There is some corner of an English field that is no ordinary art gallery.

With patriotic fervour stirred by the autumn internationals at Twickenham, one amateur rugby team have already set up camp. But they are not here to learn of any dark arts to overcoming a side from the southern hemisphere.

Old Streetonians currently prop up the eighth tier of English rugby with four points from six games but, while the club battle to consolidate London North West Division Three status, their off-field exploits show they can rise from the canvas.

The club, made up of players whose professions range from painting and designing to jewellery and sculpturing, have opened a gallery in the East Stand as part of the World Rugby Museum inside Twickenham HQ.

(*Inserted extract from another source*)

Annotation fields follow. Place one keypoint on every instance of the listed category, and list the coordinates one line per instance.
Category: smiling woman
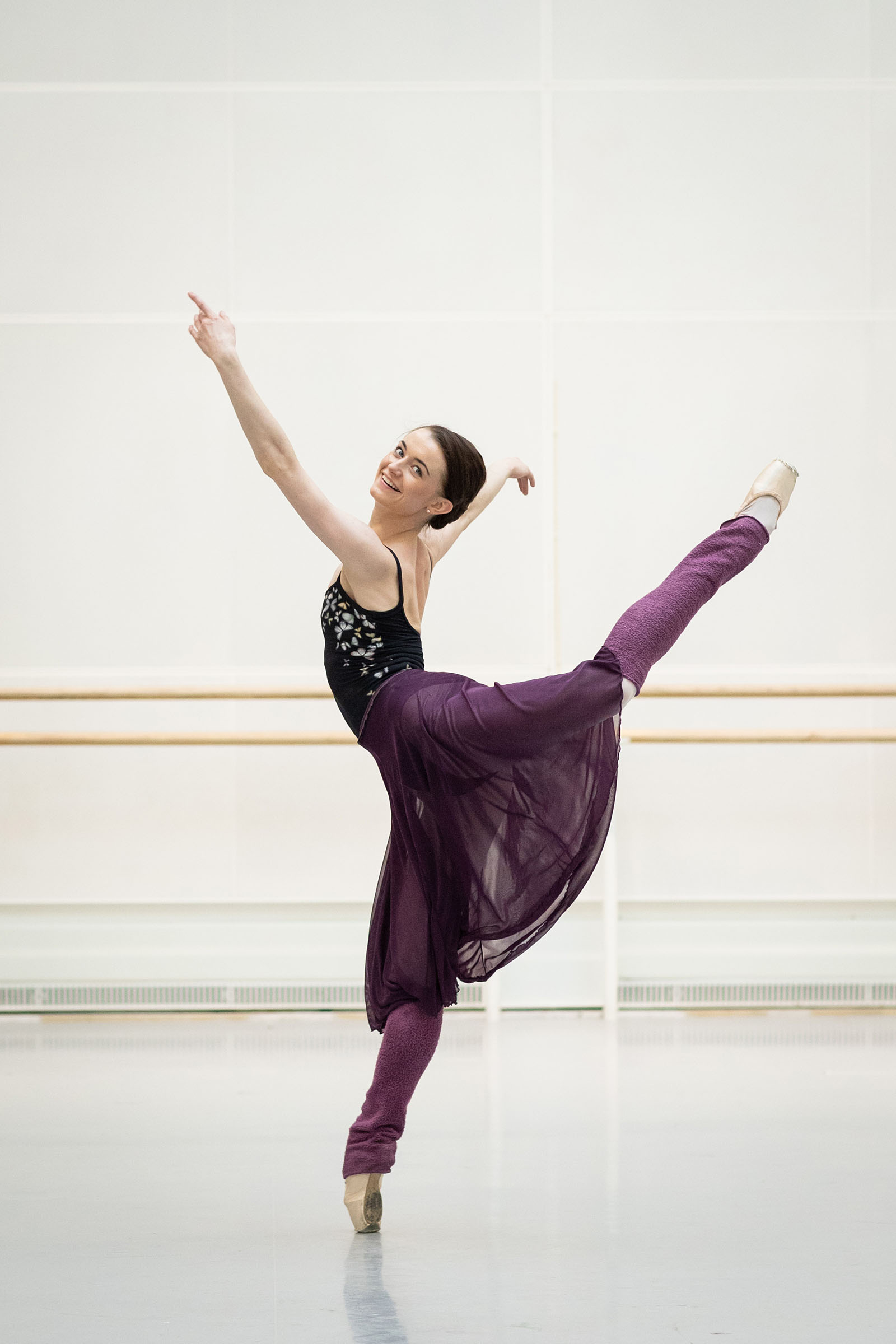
(500, 796)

But as club president Dick Stringer told the Gazette, you wouldn’t know it from the Shoreditched décor.

“We rebuilt an authentic 1990s Shoreditch loft in Twickenham,” Stringer succinctly said of the transformed venue for ‘Old Streetonians: Life, Rugby and Art in Shoreditch’.

“It’s brick, there’s a chipboard flooring and plaster with jointed edges. It feels as though you are walking into one of those cheap, damp lofts that people lived in.

“All the artwork in the exhibition is from practising artists. We have more members from Central Saint Martins and the Royal College of Art in the club than any other in the world. That’s its heritage, and that is what we are trying to celebrate.

“There are approximately 15 artists, including works from wives and girlfriends of the players. There’s a fantastic film by a lady called Kate Hawkins with one of the players demonstrating the laws of rugby using flowers and there’s some wacky stuff in there too!”

Sensual art hums beneath the exhibition’s surface. Patrick Colhoun’s ceramic Gimp Shield with coloured Corian mouthguard detail complements Mark Woods’ delicate fetishes that are redolent of sadomasochistic sex toys.

On the playing side, camaraderie is key for Stringer, who founded the club over 20 years ago at the Bricklayer’s Arms pub near Old Street.

The bohemian boozer was a mecca for local artists in the strong Britart era of the late 1980s, with the likes of Damien Hirst, Tracey Emin, the Chapman brothers and Rachel Whiteread all based in Shoreditch.

“It was the centre,” Stringer recalled. “If you walked into the Bricklayer’s back then, everyone you spoke to was either a designer or an artist – and that became the core of the team.

“The rugby team was almost more like an art project and the most amazing thing is that we’ve actually kept on going and survived.”

“We used to gather to play cricket in the local park during the summer evenings. When it got to September, we didn’t really know what to do. A friend of mine said we should start a group of amateur dramatics.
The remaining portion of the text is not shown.